Ребята на мгновение притихли и вдруг разразились таким заразительным, веселым смехом, что даже сконфуженный, насупленный Митин рассмеялся.

Когда же ты в школу пошел? — удивленно спросила девочка, ведущая протокол собрания.

С пяти.

Так ты что, вундеркинд? — огрызнулся Митин.

Да нет, какое там! Просто — мама была учительницей в школе, в Воронежской области, мы при школе жили, я всегда с нею на уроки ходил — меня оставить было не с кем. А когда мама умерла, меня в первый класс записали. А я уже кое-что помнил. Вот так и вышло. Потом перескочил через класс. А потом приехали из Москвы набирать в ремесленное, я и пошел. Вот и все.

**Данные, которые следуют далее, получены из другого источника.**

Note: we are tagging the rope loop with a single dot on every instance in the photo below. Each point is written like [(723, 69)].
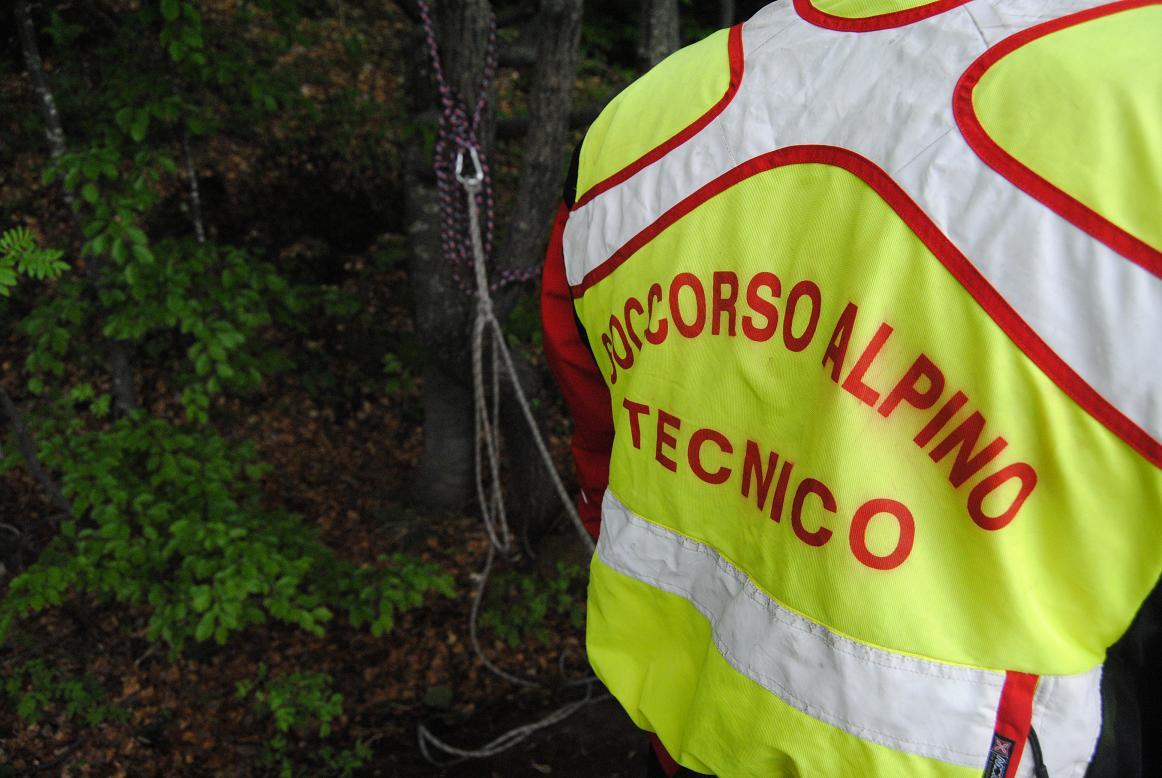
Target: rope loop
[(470, 182), (466, 240)]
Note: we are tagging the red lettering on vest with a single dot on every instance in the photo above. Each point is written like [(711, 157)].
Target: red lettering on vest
[(666, 422), (940, 419), (609, 351), (694, 453), (615, 328), (811, 487), (657, 335), (802, 289), (784, 477), (853, 383), (632, 305), (691, 282), (762, 308), (1019, 470), (752, 467), (856, 537), (636, 410), (725, 283), (963, 439), (837, 347), (908, 390)]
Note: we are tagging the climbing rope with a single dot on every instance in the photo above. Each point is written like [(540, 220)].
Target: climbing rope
[(466, 208)]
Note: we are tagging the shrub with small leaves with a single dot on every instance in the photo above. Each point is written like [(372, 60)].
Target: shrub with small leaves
[(518, 603), (36, 690), (301, 706), (20, 254)]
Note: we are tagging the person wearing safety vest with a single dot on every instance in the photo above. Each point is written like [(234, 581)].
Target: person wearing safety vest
[(858, 309)]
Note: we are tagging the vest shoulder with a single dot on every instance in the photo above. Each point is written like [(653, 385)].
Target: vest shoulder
[(660, 109)]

Тихо стало в зале. Никто больше не смеялся, никто не подавал реплик. Митин собрался было что-то сказать, но осекся и смущенно замолчал. Всем было почему-то неловко, никто не решался заговорить первым.

Тогда поднялась со своего места Мария Александровна. Ее полное, добродушное лицо показалось ребятам непривычно суровым.

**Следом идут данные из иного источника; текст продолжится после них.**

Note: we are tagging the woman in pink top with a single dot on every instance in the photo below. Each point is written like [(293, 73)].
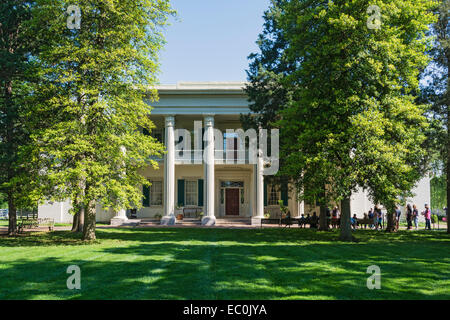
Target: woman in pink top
[(427, 214)]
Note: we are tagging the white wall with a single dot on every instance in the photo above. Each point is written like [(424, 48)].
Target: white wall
[(59, 211)]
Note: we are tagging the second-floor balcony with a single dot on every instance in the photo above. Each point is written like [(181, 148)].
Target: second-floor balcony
[(220, 157)]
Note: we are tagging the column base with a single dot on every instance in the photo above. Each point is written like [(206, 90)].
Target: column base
[(168, 220), (256, 221), (208, 221)]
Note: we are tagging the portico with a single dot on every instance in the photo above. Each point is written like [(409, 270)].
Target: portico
[(212, 173)]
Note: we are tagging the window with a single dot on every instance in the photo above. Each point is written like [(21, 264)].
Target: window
[(274, 195), (191, 193), (156, 193), (158, 134)]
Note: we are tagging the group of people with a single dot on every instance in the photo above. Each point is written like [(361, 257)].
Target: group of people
[(374, 218), (412, 215)]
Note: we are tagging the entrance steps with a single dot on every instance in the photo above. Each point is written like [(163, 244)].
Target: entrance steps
[(191, 222)]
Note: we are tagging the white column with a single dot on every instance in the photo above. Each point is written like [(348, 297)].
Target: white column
[(208, 157), (259, 186), (120, 215), (169, 173)]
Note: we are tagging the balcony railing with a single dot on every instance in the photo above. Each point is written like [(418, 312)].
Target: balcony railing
[(220, 157)]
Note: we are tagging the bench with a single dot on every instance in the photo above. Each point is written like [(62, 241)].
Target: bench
[(30, 223), (280, 221), (192, 212), (271, 221), (364, 221)]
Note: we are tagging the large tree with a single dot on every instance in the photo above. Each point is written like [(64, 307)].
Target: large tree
[(96, 81), (351, 120), (17, 75), (436, 91)]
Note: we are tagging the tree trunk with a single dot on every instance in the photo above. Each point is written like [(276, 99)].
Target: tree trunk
[(12, 214), (448, 152), (89, 227), (81, 219), (323, 221), (346, 229), (390, 221), (78, 220)]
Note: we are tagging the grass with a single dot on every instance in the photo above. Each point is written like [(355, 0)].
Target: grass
[(185, 263)]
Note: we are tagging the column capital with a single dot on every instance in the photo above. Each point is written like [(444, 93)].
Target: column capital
[(170, 121), (209, 121)]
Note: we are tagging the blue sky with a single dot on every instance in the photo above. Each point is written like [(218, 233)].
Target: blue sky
[(211, 39)]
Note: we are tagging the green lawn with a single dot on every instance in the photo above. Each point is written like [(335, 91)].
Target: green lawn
[(182, 263)]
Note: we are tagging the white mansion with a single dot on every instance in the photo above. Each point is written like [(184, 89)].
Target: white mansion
[(214, 178)]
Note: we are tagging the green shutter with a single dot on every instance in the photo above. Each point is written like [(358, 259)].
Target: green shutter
[(146, 194), (181, 192), (284, 193), (265, 193), (200, 192)]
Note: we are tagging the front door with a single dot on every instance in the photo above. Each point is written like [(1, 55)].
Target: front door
[(232, 202)]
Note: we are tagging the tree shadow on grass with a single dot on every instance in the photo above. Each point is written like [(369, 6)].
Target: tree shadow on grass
[(238, 264)]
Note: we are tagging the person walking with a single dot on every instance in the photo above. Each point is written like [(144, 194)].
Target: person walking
[(398, 213), (409, 216), (415, 217), (371, 219), (427, 214)]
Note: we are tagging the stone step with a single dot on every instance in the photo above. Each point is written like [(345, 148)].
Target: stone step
[(196, 222)]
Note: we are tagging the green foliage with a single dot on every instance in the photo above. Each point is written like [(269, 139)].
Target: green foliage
[(434, 218), (96, 82), (350, 118), (17, 81)]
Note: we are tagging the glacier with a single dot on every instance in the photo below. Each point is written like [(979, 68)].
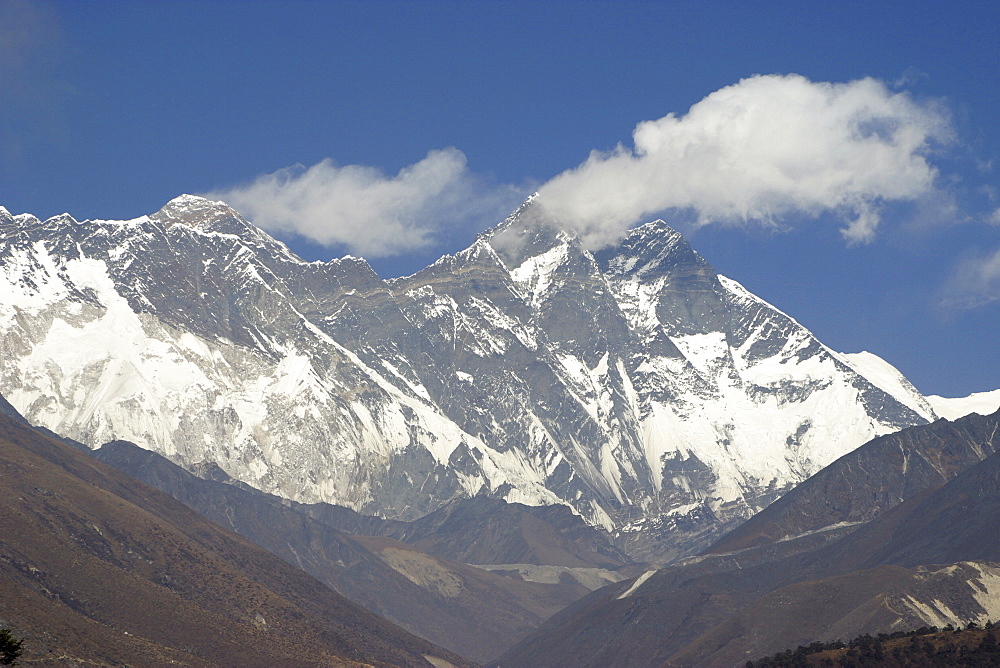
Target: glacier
[(657, 399)]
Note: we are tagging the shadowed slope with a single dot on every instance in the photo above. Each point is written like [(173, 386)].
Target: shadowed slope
[(97, 567)]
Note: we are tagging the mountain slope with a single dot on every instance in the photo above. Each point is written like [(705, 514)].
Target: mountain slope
[(844, 553), (98, 568), (470, 611), (658, 400)]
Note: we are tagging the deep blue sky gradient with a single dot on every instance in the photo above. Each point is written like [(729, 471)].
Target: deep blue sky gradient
[(111, 109)]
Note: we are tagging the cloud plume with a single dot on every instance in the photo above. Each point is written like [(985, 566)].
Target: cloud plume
[(369, 212), (975, 282), (757, 151)]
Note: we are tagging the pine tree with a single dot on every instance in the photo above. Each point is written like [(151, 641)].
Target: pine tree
[(10, 648)]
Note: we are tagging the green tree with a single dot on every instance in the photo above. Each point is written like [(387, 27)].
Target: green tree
[(10, 648)]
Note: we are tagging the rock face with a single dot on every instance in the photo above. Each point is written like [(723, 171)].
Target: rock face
[(655, 398), (898, 534)]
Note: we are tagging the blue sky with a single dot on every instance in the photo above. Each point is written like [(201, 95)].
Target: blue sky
[(456, 110)]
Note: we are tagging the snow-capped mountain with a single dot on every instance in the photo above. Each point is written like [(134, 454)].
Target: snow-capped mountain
[(656, 398)]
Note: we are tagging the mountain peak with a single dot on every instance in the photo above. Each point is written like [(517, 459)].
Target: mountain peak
[(194, 211)]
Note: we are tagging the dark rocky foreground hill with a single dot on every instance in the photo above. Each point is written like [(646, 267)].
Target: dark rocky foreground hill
[(899, 534), (97, 568), (424, 587)]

Вот что, Митин, — сказала она спокойно. — Очень я жалею, что затею Сашка нельзя применить к вашей, к твоей лично комсомольской работе.

И, внимательно оглядев обращенные к ней недоуменные лица ребят, продолжала негромко:

Хорошо было бы вот так же снять фильм, а потом показать его медленно, чтобы вы все увидели, сколько в вашей, в твоей, Митин, работе есть лишних, ненужных движений, а сколько полезных, дельных. Да, к сожалению, невозможно это.

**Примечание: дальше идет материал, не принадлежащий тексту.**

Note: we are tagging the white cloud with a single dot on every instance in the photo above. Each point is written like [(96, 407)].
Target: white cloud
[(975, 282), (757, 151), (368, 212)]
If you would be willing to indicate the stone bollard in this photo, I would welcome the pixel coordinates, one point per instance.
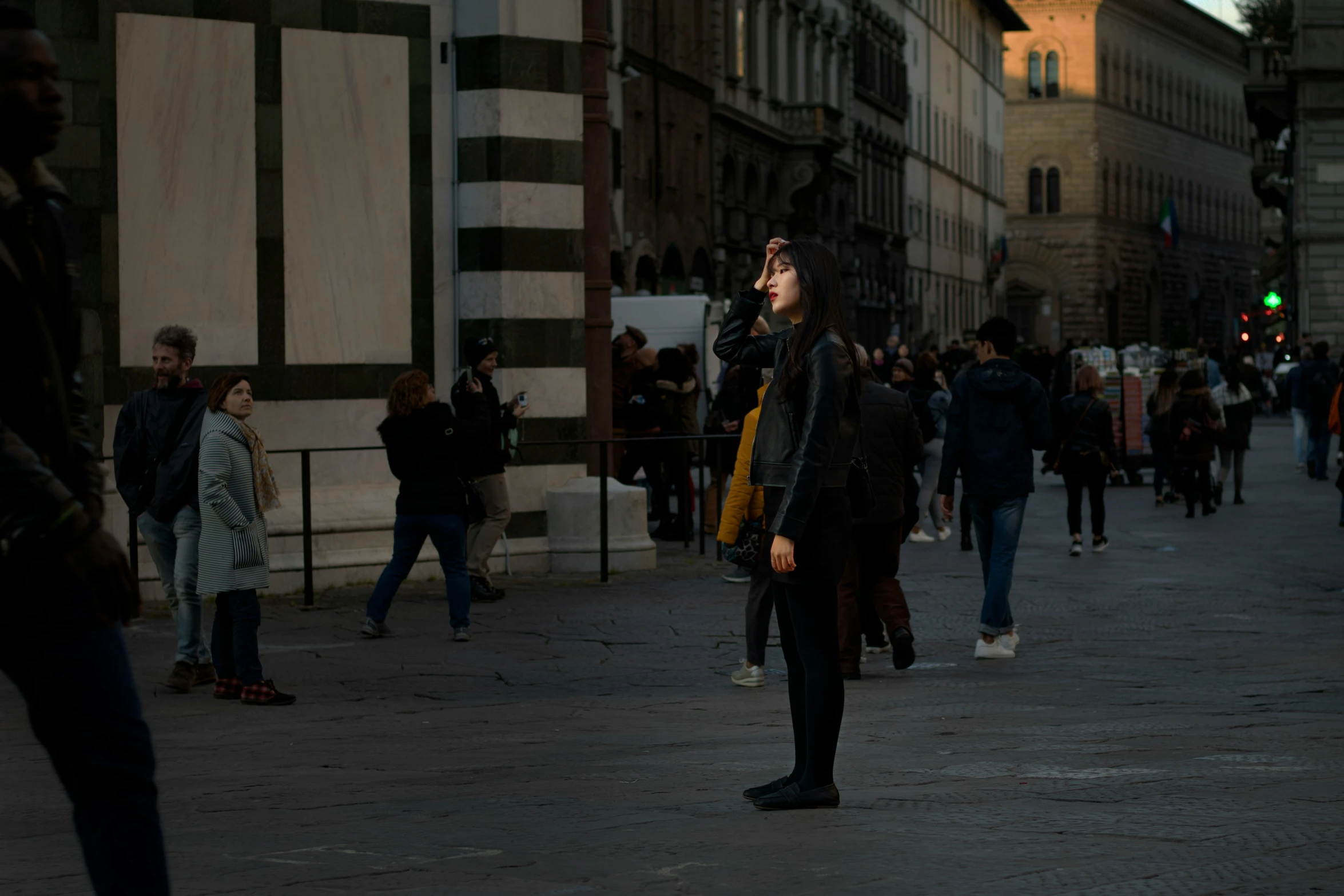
(574, 528)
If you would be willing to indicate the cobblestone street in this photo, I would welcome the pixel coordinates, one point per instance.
(1172, 724)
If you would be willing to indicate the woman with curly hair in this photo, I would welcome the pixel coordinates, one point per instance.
(424, 443)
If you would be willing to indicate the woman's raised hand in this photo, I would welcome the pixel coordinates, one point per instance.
(770, 249)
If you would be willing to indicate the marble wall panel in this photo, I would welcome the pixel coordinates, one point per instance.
(507, 203)
(520, 113)
(187, 185)
(547, 19)
(346, 120)
(522, 293)
(551, 391)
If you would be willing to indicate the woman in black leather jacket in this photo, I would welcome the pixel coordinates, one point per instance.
(809, 422)
(1085, 456)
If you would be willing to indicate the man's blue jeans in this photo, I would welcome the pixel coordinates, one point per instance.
(1301, 435)
(83, 708)
(174, 548)
(997, 529)
(448, 532)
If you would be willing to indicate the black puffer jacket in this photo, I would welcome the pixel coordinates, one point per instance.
(425, 449)
(487, 455)
(892, 444)
(1088, 420)
(804, 441)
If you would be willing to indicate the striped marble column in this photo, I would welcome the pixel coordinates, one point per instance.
(520, 238)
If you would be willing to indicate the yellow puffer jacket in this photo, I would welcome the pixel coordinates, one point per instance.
(745, 501)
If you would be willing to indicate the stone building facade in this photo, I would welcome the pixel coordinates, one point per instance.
(662, 156)
(955, 164)
(1113, 109)
(878, 121)
(327, 212)
(781, 141)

И, обернувшись к Сашку, прибавила:

Пойдем, Сашок.

Провожая Марию Александровну до автобуса, Сашок возбужденно болтал, смеялся, раскатывался на ледяных полосках, вертелся, то убегал вперед, то снова возвращался, словом, вел себя так, как обычно ведут себя щенки, без поводка гуляющие с хозяином.

Но Мария Александровна почти не слушала его, не замечала его веселого возбуждения. Уже подходя к остановке, она вдруг сказала:

Вот что, Сашок, переезжай ты к нам, ко мне домой. С нами будешь жить.

Ой, нет, что вы, спасибо. Нет! — тотчас же отозвался Сашок. — У меня, знаете, в общежитии замечательное место, у самого окна. А за окном — сад. Большой. Почти как у нас, возле школы...

Ты не бойся, не стеснишь нас, квартира большая.

Нет-нет. Не надо... Я... я хочу сам... Мама ведь моя была детдомовская и тоже всю жизнь — сама... А потом меня растила... одна... Спасибо вам, тетя Маша, я вас очень люблю, почти как маму, но я... сам. Не обижайтесь, ладно?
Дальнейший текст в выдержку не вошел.